CLEVELAND (AP) – Johnny Damon couldn’t believe it – and Craig Stammen agreed.
Stammen, attending his first postseason game, caught a disputed leadoff home run by New York’s leadoff hitter originally called foul by umpire Jim Wolf in the first inning of the AL playoffs against the Cleveland Indians.
“It hit me right in the stomach,” said Stammen, who was standing in foul territory behind section 116 at Jacobs Field. “It was fair all the way, but curving. It hit me, I dropped it, but got it back.”
Manager Joe Torre immediately ran out of the Yankees dugout to argue when Wolf, working the right-field line, emphatically signaled the ball foul. Plate umpire Bruce Froemming gathered his crew before overruling the call.
“It was completely fair,” Froemming told Indians manager Eric Wedge after the inning, saying he and first-base umpire Laz Diaz saw the play clearly. Froemming’s words were caught by TBS, which was broadcasting the game.
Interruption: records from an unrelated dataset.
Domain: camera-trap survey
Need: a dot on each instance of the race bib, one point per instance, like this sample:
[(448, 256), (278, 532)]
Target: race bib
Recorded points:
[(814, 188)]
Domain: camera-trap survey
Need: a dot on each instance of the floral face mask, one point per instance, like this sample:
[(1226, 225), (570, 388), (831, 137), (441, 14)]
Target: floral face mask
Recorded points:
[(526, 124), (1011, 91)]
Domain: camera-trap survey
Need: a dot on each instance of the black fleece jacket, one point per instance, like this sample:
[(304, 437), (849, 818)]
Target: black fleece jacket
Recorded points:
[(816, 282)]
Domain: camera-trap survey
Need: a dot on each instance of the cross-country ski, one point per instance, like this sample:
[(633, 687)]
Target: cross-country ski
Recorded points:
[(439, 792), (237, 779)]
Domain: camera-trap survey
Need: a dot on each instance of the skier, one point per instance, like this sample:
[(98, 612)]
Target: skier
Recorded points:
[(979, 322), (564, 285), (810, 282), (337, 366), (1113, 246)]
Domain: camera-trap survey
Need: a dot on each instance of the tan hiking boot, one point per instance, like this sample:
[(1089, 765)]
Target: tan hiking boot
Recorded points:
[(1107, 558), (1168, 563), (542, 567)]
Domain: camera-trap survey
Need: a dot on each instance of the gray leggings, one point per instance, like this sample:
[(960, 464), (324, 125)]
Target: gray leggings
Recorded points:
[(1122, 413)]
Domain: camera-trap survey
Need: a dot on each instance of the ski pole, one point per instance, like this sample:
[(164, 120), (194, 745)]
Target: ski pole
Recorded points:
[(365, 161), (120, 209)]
For a moment, it appeared as if the Yankees were on the wrong end of an umpire’s call – unlike the 1996 postseason.
Then, umpire Rich Garcia, who was at Thursday’s Game 1, ruled a ball hit by Derek Jeter was a home run when TV replays showed that 12-year-old Jeffrey Maier reached over the wall at Yankee Stadium and caught it before Baltimore’s Tony Tarasco could make a play.
Stammen was well out of play, but the problem for Wolf on Thursday appeared to be a sun glare reflecting off the right-field foul pole.
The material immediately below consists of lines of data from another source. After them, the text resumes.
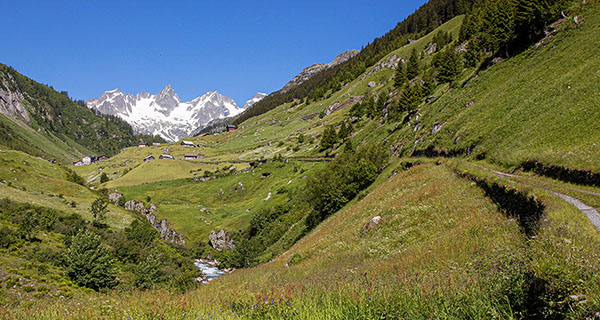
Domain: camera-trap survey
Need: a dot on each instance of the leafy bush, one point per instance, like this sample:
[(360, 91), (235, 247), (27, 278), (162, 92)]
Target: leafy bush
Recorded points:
[(89, 262)]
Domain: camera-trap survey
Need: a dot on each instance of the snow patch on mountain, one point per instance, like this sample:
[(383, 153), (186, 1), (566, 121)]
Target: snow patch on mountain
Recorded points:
[(257, 97)]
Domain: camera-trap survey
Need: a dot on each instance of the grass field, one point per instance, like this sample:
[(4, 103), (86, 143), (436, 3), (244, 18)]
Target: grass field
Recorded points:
[(441, 248)]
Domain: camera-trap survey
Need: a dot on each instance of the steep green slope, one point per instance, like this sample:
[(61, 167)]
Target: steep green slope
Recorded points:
[(542, 104), (56, 126)]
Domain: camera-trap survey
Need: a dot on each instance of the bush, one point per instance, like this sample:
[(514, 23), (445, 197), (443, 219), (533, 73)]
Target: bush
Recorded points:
[(89, 263), (6, 237)]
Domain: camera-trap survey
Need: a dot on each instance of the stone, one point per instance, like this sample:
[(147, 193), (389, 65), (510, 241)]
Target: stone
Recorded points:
[(431, 49), (220, 240), (371, 224), (114, 197)]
A couple hours before the game, Indians general manager Mark Shapiro spoke of using instant replay in exactly the type of situation that unfolded when Damon drove a 3-1 pitch from C.C. Sabathia into the lower deck.
“If we can do it efficiently, fast, and if it is a call where we know we can get it right – then how can we not (use it)?” Shapiro said. “In my mind, home runs and fair or foul balls, we should be able to that fast. And we should be able to get it right.”
Stammen, from Versailles, a town just north of Dayton, didn’t care either way.
“I’m a Washington Nationals fan,” he said. “I’m here because I love baseball.”